|Date||May 14, 2012 (112th Congress, 2nd Session)|
|Staff Contact||Sarah Makin|
On Tuesday, May 15, 2012, the House is scheduled to consider H.R. 3534, the Security in Bonding Act of 2011, under a suspension of the rules requiring a two-thirds majority for approval. The bill was originally introduced on December 1, 2011, by Rep. Richard Hanna (R-NY) and was referred to the Committee on the Judiciary.
H.R. 3534 would revise requirements related to assets pledged by a surety.
The bill would declare that if another applicable law or regulation permits the acceptance of a bond from a surety that is not subject to specified federal law, and is based on a pledge of assets by the surety, the assets pledged by such surety must:
(1) Consist of eligible obligations given as security instead of surety bonds; and
(2) Be submitted to the government official required to approve or accept the bond, who shall deposit the assets with a depository.
H.R. 3534 would require the Comptroller General of the United States to carry out a study on the following:
(1) All instances during the 10-year period prior to the date of the enactment of this Act in which a surety bond proposed or issued by a surety in connection with a Federal project was--
a. rejected by a Federal contracting officer; or
b. accepted by a Federal contracting officer, but was later found to have been backed by insufficient collateral or to be otherwise deficient or with respect to which the surety did not perform
(2) The consequences to the Federal Government, subcontractors, and suppliers.
(3) The percentages of all Federal contracts that were awarded to small disadvantaged businesses and disadvantaged business enterprises as prime contractors in the two-year period prior to and the two-year period following the date of enactment of this Act, and an assessment of the impact of this Act and the amendments made by this Act upon such percentages.
According to the sponsor’s office, H.R. 3534 aims to strengthen the surety bonding process and ease the worry of subcontractors and suppliers about whether they will be paid for their services on federal projects.
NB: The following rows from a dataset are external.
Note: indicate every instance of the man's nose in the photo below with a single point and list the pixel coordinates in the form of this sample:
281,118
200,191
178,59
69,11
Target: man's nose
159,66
The lack of oversight on individual sureties has resulted in a number of documented cases where assets pledged to back the bond have been illusory or insufficient, leaving small businesses and taxpayers without sufficient payment remedies.
At present, construction firms may furnish a security on a federal construction project in one of three ways:
Individual sureties, as allowed in Item #3, neither are subject to the same vetting and scrutiny as corporate sureties or eligible obligations, nor are they required to relinquish the custody and control of the assets that they pledge to secure their bonds.
The “Security in Bonding Act” will remedy this problem by requiring individual sureties to pledge solely those assets described as “eligible obligations” and to deposit such in the custody and control of the federal government.
H.R. 3534 would ensure that if an individual surety bond is furnished for a federal construction contract, the small businesses and subcontractors which provide goods and services on that contract will not need to worry about the integrity of their payment remedy. This bill would provide the security that small businesses, subcontractors and citizens seek from the federal government.
According to the Congressional Budget Office (CBO), implementing H.R. 3534 would cost less than $500,000 a year, subject to the availability of appropriated funds for GAO to produce the required report. Enacting the bill would not affect direct spending or revenues; therefore, pay-as-you-go procedures do not apply.